The standard adult dose of PUR-WASH is: Not applicable; PUR-WASH is a sterile irrigating solution for topical use only, not for systemic administration. No standard systemic dose.. The standard adult dose of ANHYDRON is: Oral: 25-100 mg once daily in the morning, or 50-100 mg every other day; maximum 200 mg/day.. Dosing should always be individualized based on indication, renal and hepatic function, age, and other patient factors.

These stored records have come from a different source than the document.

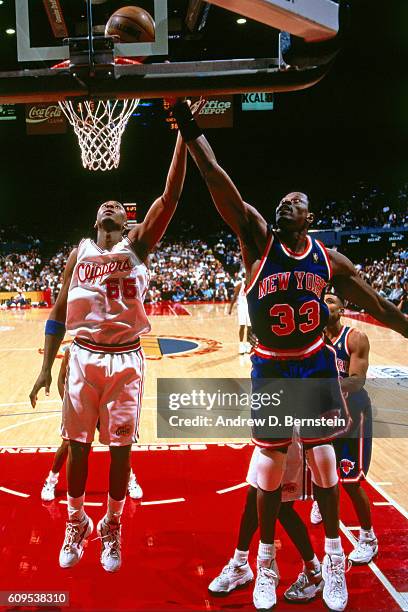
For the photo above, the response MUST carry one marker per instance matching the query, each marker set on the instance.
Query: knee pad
(322, 463)
(270, 469)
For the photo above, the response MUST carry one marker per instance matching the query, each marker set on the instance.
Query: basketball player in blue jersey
(354, 451)
(287, 272)
(101, 305)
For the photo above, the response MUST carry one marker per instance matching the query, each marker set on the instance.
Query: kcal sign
(257, 101)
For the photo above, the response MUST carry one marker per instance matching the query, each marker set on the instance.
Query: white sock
(367, 534)
(312, 566)
(76, 508)
(114, 509)
(266, 554)
(241, 556)
(332, 546)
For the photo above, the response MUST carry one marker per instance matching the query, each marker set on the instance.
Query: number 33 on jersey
(286, 299)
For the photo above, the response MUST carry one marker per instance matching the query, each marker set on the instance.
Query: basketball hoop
(99, 125)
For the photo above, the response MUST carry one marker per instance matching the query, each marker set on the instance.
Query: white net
(99, 126)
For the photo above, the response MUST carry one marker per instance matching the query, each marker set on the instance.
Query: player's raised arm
(54, 331)
(244, 219)
(234, 298)
(146, 235)
(351, 286)
(359, 349)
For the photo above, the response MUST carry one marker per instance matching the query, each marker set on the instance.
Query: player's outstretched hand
(44, 380)
(252, 339)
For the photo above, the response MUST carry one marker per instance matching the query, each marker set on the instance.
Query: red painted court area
(166, 309)
(176, 540)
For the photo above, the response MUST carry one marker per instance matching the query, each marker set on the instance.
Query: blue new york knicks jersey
(286, 298)
(353, 452)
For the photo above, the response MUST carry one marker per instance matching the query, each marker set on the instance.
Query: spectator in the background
(403, 303)
(396, 293)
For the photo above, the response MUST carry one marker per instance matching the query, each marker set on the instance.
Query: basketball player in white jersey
(61, 454)
(243, 316)
(101, 305)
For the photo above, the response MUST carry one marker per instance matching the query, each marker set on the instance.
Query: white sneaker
(264, 596)
(335, 593)
(315, 516)
(364, 551)
(48, 490)
(306, 587)
(134, 489)
(231, 577)
(76, 534)
(109, 533)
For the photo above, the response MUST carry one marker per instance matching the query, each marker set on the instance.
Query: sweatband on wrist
(54, 328)
(186, 122)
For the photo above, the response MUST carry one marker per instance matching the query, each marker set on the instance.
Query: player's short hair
(332, 291)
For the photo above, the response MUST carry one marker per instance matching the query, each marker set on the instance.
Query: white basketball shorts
(296, 481)
(103, 386)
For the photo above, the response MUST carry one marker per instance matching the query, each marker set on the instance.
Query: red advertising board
(46, 118)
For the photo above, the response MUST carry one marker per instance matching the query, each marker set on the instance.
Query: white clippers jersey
(241, 298)
(105, 297)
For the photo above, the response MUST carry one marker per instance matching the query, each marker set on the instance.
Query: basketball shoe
(134, 489)
(110, 534)
(267, 579)
(48, 490)
(231, 577)
(364, 551)
(306, 587)
(335, 593)
(315, 516)
(76, 534)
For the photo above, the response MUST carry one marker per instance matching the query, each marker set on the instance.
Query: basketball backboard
(41, 27)
(208, 53)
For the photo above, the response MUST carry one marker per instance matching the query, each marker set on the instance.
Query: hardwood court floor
(210, 350)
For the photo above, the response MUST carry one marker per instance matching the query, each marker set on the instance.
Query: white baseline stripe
(13, 492)
(397, 597)
(56, 401)
(64, 501)
(388, 497)
(163, 501)
(27, 403)
(240, 486)
(12, 348)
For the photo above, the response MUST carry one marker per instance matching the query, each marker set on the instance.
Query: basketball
(132, 24)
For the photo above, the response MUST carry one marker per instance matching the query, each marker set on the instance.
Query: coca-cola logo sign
(39, 114)
(45, 118)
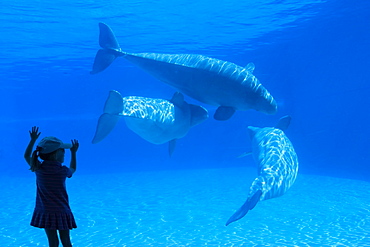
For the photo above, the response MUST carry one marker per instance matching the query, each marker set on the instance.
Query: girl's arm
(74, 148)
(34, 134)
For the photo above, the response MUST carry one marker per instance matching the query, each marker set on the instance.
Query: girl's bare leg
(64, 238)
(52, 237)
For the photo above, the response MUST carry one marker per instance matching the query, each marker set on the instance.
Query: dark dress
(52, 209)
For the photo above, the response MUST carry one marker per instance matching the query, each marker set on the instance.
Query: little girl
(52, 211)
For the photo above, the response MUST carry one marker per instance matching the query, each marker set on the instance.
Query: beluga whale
(226, 85)
(277, 165)
(156, 120)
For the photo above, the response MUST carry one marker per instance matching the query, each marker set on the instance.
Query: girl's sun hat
(50, 144)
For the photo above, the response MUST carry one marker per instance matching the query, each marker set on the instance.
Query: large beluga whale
(209, 80)
(156, 120)
(277, 165)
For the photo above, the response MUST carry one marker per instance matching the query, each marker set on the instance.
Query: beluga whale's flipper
(277, 165)
(209, 80)
(155, 120)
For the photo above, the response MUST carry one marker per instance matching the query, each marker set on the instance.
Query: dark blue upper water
(313, 57)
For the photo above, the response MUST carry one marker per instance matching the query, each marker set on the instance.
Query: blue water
(312, 56)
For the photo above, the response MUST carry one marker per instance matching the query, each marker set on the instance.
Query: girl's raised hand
(75, 145)
(34, 133)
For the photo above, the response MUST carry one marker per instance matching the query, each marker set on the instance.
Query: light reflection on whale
(156, 120)
(209, 80)
(277, 165)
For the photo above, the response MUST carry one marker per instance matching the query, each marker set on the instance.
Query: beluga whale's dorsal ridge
(277, 165)
(209, 80)
(156, 120)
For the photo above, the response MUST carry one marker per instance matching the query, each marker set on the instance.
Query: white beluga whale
(156, 120)
(209, 80)
(277, 165)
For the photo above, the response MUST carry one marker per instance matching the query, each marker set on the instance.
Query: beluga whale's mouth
(156, 120)
(226, 85)
(277, 165)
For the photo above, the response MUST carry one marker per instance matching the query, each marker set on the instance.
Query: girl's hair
(35, 163)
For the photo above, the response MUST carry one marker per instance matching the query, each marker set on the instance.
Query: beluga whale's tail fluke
(108, 120)
(110, 49)
(223, 84)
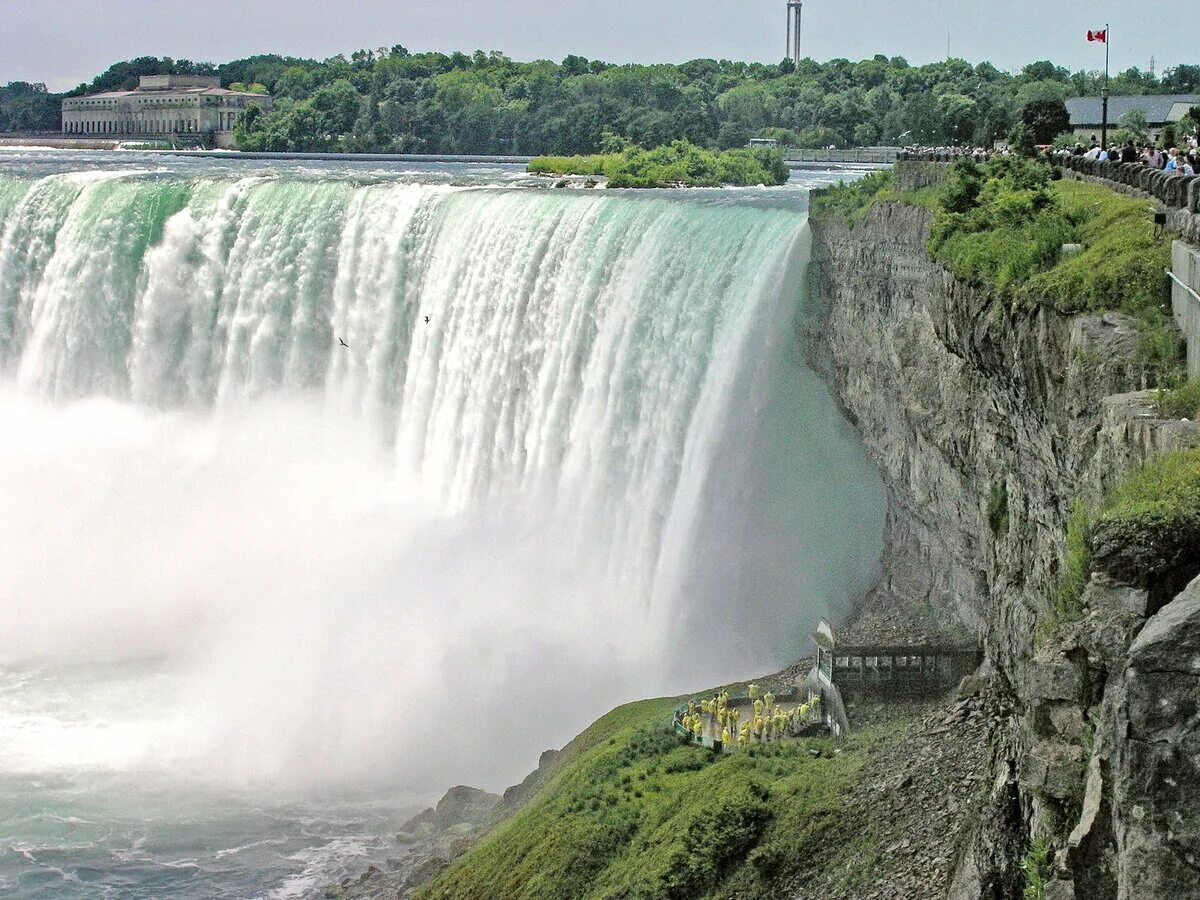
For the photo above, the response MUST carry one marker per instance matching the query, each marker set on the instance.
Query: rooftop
(1159, 108)
(173, 84)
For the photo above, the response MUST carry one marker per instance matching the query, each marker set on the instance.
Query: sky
(64, 42)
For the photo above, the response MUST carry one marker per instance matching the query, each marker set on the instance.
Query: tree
(1045, 119)
(1134, 123)
(1191, 123)
(1044, 71)
(1020, 141)
(959, 117)
(1181, 79)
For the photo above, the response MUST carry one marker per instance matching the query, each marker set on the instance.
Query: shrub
(1182, 402)
(1147, 529)
(851, 201)
(997, 508)
(1002, 225)
(677, 163)
(1037, 869)
(1066, 599)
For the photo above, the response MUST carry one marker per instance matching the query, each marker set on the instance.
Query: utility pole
(795, 15)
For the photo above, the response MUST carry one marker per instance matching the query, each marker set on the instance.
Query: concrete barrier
(1186, 299)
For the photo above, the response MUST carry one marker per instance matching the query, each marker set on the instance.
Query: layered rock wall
(988, 424)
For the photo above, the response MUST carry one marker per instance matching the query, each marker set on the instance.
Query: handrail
(1174, 277)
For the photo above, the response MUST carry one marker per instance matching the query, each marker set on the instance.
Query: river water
(328, 485)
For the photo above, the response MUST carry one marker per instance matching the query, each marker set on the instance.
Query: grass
(1002, 225)
(678, 163)
(1152, 516)
(1161, 498)
(634, 813)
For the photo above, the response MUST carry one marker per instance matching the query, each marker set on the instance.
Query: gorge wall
(988, 424)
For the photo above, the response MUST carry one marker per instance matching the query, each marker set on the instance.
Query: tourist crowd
(718, 718)
(1183, 161)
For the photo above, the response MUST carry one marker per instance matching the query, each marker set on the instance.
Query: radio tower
(795, 11)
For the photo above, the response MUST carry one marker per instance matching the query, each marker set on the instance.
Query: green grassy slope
(634, 813)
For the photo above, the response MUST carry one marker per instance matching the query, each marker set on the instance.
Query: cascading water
(319, 481)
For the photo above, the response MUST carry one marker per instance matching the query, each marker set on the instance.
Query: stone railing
(1176, 192)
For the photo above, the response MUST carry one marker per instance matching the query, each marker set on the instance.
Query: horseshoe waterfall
(325, 489)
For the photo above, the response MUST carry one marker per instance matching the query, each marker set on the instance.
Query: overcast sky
(64, 42)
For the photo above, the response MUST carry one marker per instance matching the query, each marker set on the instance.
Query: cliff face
(988, 424)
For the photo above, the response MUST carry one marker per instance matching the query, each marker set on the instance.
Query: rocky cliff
(988, 424)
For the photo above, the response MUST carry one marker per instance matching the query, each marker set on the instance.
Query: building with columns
(162, 107)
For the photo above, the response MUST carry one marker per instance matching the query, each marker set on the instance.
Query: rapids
(325, 485)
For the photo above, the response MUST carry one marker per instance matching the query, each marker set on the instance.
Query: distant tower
(795, 11)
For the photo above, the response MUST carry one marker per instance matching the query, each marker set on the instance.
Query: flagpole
(1104, 91)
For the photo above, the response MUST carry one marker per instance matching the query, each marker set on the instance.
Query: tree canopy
(393, 100)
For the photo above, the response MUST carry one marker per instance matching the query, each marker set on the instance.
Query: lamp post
(1104, 91)
(1104, 118)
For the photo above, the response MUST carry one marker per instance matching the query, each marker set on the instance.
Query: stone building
(1161, 109)
(162, 107)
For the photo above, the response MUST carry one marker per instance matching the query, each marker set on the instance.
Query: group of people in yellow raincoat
(769, 721)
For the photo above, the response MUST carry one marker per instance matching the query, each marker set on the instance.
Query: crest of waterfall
(597, 387)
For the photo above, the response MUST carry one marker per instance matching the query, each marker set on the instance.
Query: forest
(390, 100)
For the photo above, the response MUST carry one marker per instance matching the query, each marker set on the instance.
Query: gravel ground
(900, 833)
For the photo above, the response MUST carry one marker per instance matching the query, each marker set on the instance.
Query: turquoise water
(313, 469)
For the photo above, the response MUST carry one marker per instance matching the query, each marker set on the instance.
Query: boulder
(1157, 769)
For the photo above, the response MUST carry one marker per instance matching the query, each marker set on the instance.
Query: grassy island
(676, 165)
(1002, 225)
(634, 811)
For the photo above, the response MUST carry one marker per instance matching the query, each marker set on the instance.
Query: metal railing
(1176, 279)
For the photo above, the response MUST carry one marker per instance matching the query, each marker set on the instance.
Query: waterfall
(396, 454)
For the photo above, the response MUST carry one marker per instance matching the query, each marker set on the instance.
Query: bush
(1066, 600)
(673, 165)
(1003, 223)
(850, 201)
(1182, 402)
(1037, 870)
(997, 508)
(1147, 531)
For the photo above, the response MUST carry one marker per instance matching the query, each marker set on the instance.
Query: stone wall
(955, 394)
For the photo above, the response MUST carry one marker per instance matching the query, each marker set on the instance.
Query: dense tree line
(391, 100)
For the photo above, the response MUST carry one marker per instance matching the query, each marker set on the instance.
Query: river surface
(329, 485)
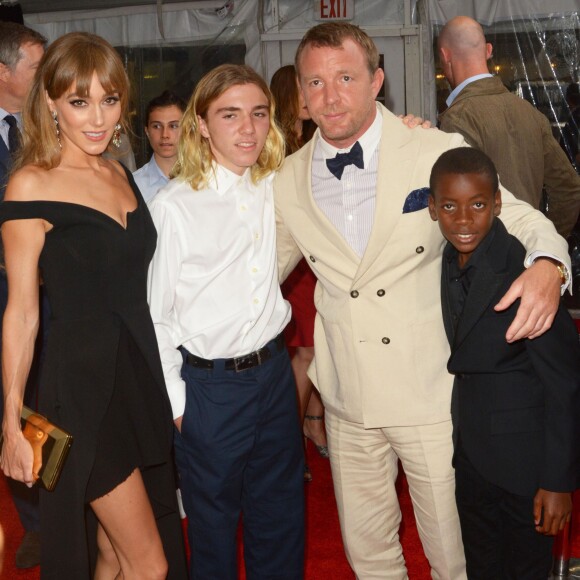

No direct drug-drug interaction has been formally documented between PUR-WASH and ANHYDRON in current clinical databases. However, individual patient risk factors including other medications, organ function, and comorbidities should always be evaluated by a qualified healthcare provider.
The maternal-fetal safety profiles differ. PUR-WASH is classified as Category C. PUR-WASH has not been formally studied in pregnant women. Animal studies are lacking. There is no known teratogenic potential, but due to insufficient data, use only if clearly nee. ANHYDRON is classified as Category C. Cyclothiazide (ANHYDRON) is a thiazide diuretic. Use in pregnancy is generally avoided due to potential adverse effects. First trimester: limited data, but thiazides have been asso. Always consult a maternal-fetal medicine specialist before taking either drug during pregnancy or lactation.